Adbrands Weekly Update 12th October 2017: Ads of the Week: "Those Few People". Something really quite unusual here from Publicis London for Nescafe. The idea and the build-up is fascinating - how about those signs for audience groups that don't get a spotlight close-up like "Owe You Money" and "Haters"! But unfortunately, like an extravagant cinematic souffle, the whole thing rather collapses in the final 30 seconds. What was looking like something rather out of the ordinary turns into just another coffee ad where we all just sit around and have a nice chat. And what a cheapskate! The special people in his life and all he serves is Nescafe? Couldn't he at least have stretched to Nespresso?
Adbrands Weekly Update 6th Apr 2017: A High Court judge found in favour of the former shareholders of London-based CRM agency Kitcatt Nohr Alexander Shaw in their suit against Publicis Groupe.
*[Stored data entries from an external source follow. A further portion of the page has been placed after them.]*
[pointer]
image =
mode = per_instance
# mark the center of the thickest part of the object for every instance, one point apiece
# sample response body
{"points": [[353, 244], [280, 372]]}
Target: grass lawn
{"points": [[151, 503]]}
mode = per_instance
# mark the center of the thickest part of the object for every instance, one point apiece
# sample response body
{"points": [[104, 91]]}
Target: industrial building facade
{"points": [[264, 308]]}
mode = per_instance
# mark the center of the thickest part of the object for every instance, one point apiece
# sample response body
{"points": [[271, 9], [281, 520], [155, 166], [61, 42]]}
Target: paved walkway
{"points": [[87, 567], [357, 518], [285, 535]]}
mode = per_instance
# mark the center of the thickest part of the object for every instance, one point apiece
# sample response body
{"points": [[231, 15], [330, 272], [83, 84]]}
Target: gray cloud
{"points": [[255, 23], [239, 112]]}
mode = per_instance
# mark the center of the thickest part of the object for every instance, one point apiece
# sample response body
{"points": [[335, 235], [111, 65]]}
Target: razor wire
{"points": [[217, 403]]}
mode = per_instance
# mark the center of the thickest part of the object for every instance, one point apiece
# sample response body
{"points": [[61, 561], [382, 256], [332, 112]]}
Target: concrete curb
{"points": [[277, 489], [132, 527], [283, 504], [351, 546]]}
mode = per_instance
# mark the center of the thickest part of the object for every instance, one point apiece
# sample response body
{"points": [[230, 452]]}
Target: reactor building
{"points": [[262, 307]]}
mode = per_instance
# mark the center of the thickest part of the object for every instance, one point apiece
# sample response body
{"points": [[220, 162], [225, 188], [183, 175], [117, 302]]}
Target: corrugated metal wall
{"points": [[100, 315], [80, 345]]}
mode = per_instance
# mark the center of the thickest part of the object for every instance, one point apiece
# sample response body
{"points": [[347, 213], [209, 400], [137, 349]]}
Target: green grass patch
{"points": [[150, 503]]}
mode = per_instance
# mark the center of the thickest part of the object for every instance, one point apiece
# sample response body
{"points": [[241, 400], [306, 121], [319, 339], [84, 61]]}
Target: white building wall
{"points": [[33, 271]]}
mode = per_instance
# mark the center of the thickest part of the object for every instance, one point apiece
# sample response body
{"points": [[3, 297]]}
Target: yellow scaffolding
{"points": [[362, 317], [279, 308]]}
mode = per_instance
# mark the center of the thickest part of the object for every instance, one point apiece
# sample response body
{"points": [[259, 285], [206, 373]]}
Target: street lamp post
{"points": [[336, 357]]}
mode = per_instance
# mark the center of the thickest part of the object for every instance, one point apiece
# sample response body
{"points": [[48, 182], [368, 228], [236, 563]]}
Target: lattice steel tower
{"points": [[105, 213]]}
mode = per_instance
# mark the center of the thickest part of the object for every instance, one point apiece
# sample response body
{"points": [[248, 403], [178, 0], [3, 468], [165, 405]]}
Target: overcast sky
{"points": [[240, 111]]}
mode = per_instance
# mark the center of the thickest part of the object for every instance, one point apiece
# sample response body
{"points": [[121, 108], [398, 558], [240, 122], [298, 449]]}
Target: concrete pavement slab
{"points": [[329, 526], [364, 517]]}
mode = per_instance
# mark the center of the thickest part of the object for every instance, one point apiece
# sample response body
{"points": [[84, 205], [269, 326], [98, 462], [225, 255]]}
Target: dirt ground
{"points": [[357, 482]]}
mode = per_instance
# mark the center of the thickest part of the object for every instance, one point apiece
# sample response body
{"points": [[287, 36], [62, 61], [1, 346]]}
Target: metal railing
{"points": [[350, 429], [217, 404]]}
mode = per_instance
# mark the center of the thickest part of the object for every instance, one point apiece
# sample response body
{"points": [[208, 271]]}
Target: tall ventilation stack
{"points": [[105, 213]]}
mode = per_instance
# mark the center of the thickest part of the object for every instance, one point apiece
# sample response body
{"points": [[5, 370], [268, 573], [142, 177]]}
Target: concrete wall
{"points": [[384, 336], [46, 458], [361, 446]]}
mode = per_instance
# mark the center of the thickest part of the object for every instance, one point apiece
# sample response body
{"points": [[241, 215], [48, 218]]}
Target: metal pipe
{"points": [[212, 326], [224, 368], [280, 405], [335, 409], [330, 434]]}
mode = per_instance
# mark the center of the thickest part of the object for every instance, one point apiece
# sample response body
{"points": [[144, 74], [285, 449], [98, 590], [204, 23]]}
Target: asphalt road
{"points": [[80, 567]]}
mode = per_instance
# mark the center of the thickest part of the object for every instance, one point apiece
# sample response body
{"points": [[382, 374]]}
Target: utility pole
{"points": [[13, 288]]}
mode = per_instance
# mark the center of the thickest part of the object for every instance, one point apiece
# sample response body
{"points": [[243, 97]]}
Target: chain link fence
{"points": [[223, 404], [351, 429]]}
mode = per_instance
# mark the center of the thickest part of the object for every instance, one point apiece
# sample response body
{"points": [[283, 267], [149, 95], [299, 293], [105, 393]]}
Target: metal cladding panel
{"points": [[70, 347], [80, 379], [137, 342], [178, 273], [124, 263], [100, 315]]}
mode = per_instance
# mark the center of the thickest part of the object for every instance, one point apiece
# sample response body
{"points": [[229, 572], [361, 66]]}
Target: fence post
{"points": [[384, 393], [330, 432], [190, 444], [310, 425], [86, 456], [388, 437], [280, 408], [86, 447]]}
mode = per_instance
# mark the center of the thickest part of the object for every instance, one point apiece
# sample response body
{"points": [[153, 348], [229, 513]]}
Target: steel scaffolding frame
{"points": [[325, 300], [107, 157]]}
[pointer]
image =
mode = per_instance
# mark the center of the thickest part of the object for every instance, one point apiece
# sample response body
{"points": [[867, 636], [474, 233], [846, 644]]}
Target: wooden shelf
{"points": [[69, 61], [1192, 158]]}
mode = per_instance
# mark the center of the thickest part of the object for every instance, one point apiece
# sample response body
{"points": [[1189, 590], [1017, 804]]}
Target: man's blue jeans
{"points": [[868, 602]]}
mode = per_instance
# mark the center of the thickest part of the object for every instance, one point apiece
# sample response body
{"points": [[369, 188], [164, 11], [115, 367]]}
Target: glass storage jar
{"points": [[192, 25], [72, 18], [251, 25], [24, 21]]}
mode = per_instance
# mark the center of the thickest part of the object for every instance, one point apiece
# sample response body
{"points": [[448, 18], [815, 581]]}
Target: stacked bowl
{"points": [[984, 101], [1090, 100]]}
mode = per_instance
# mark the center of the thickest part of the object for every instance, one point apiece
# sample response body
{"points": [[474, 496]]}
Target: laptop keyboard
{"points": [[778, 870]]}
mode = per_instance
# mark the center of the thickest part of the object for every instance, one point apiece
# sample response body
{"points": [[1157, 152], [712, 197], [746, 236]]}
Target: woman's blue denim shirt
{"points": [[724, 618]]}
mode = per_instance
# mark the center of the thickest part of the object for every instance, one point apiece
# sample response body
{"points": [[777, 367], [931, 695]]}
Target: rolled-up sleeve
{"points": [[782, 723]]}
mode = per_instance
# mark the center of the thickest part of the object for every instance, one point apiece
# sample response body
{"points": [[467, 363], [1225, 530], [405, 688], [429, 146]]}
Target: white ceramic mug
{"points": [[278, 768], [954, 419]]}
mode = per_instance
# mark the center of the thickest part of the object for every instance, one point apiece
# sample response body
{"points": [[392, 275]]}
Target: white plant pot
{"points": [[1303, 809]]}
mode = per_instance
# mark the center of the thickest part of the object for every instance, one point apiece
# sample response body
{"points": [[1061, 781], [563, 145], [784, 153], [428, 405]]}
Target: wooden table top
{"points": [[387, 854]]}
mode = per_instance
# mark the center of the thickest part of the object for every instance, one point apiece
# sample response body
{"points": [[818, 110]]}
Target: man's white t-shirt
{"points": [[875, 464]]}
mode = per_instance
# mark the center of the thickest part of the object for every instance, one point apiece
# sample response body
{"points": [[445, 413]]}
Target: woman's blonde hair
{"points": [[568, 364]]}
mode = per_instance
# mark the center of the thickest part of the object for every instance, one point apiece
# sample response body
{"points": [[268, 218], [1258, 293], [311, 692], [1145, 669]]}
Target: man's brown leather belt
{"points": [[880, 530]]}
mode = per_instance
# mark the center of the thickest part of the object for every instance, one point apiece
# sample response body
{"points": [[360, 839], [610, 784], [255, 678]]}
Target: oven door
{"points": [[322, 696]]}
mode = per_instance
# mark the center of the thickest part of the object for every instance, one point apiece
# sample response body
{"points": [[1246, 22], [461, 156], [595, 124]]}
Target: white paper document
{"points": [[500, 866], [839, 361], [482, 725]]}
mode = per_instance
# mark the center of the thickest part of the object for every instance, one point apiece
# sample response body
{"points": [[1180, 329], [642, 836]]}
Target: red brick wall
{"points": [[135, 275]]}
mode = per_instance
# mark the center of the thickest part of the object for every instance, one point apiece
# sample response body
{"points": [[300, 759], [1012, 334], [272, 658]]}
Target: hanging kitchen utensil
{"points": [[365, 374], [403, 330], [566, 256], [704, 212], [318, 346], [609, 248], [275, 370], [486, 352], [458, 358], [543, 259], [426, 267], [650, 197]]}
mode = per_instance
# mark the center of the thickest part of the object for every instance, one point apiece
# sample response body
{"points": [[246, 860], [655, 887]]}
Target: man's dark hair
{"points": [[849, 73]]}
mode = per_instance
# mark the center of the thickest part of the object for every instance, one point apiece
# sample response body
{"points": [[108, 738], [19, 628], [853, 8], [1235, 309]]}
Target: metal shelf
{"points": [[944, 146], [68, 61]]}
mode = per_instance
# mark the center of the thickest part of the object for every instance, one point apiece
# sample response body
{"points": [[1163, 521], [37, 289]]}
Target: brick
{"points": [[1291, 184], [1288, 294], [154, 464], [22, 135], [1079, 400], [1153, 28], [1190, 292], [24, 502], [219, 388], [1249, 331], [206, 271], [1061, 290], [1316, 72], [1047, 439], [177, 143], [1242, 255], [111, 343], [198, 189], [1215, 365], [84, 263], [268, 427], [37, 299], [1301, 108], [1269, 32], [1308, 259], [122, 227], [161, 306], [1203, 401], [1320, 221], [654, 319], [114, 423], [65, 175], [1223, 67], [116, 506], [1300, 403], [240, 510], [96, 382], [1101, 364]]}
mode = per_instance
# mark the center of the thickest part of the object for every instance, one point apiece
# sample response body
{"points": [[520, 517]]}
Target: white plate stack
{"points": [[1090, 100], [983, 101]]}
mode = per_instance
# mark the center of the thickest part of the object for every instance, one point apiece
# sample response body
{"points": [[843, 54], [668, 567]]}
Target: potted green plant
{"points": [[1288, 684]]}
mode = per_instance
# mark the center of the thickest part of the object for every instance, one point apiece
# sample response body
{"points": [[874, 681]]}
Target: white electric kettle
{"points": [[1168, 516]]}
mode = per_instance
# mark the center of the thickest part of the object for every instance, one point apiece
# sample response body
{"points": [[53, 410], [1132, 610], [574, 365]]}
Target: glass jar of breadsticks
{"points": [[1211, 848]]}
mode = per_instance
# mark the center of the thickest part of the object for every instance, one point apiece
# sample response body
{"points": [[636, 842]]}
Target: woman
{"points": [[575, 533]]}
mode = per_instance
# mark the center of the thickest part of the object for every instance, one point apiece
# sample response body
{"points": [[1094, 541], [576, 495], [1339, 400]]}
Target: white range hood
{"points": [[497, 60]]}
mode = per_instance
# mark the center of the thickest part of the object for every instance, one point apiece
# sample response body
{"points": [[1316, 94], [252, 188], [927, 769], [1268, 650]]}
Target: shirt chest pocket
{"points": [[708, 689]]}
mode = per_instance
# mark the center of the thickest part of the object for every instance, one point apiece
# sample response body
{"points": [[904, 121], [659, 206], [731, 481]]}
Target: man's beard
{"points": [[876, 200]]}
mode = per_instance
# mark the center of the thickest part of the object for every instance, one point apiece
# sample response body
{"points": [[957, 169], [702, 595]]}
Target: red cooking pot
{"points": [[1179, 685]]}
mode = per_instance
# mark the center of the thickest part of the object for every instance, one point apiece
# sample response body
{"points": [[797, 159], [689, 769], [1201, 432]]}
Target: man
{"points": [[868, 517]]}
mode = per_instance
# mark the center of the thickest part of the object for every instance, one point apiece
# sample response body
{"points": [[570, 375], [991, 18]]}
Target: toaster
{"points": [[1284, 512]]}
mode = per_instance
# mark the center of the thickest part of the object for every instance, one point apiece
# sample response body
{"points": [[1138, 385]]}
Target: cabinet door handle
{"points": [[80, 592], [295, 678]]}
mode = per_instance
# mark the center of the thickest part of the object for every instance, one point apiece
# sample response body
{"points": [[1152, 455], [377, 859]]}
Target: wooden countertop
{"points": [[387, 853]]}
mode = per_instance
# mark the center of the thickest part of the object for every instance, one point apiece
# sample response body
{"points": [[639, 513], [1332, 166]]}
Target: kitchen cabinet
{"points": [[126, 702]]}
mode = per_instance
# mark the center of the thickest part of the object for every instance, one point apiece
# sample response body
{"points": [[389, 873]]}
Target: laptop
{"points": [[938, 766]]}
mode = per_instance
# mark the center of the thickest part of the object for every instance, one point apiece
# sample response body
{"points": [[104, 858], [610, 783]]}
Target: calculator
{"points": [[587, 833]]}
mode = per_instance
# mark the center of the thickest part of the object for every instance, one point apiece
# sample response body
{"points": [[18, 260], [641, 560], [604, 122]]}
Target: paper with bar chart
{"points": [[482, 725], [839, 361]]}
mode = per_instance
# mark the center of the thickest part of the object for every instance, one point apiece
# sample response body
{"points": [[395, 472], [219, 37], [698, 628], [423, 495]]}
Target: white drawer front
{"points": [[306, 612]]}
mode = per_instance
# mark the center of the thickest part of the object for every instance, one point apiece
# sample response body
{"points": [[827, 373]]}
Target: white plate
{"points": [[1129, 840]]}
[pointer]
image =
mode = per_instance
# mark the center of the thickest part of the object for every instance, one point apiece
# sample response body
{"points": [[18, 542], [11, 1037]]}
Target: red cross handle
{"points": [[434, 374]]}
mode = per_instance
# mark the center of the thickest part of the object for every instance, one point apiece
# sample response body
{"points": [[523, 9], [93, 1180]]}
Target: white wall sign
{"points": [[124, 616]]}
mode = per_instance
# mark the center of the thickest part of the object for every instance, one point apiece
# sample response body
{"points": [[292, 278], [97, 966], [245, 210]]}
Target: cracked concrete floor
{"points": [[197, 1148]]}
He awarded the claimants compensation of £2.6m - about £1m less than they had asked for - but has yet to rule on costs. If these are also awarded in favour of the claimants it could cost Publicis up to another £2m. KNAS was acquired by Publicis in 2011 and merged with the local office of Digitas. The partners said they were not informed at the time of the deal that Digitas UK was not only heavily reliant on revenues from key client P&G, but also that those accounts were expected to transfer to other agencies within the group. The subsequent loss of that business severely impacted on their earn-out. "It could all have been so different," commented Paul Kitcatt. "Publicis depends on absorbing new creative agencies into its network. They need the new blood to keep their network alive. Yet they show no creativity in their business practices. If they had come clean at first about the threat from the ad agencies, we could have defended the business. If they had cut a new deal quickly and stuck to it, we could have focused on winning new business, not on endless finicky negotiations with shadowy figures in Paris. And if, all else having failed, they had made us a decent, honourable offer to settle this case, we would not have endured months of legal arguments, and a great deal of expense."
Adbrands Weekly Update 16th Mar 2017: Publicis Groupe pressed ahead with the steady consolidation of its UK brand portfolio. Digital and direct agencies Chemistry (previously a unit of Publicis Worldwide) and Kittcatt Nohr (a standalone satellite of DigitasLBi) are both to be absorbed into the local arm of DigitasLBi. Most staff will be absorbed into the latter agency, though some will transfer to the Groupe's production network Prodigious and others are already due to shift across to rival Wunderman, which recently won Chemistry's EE account.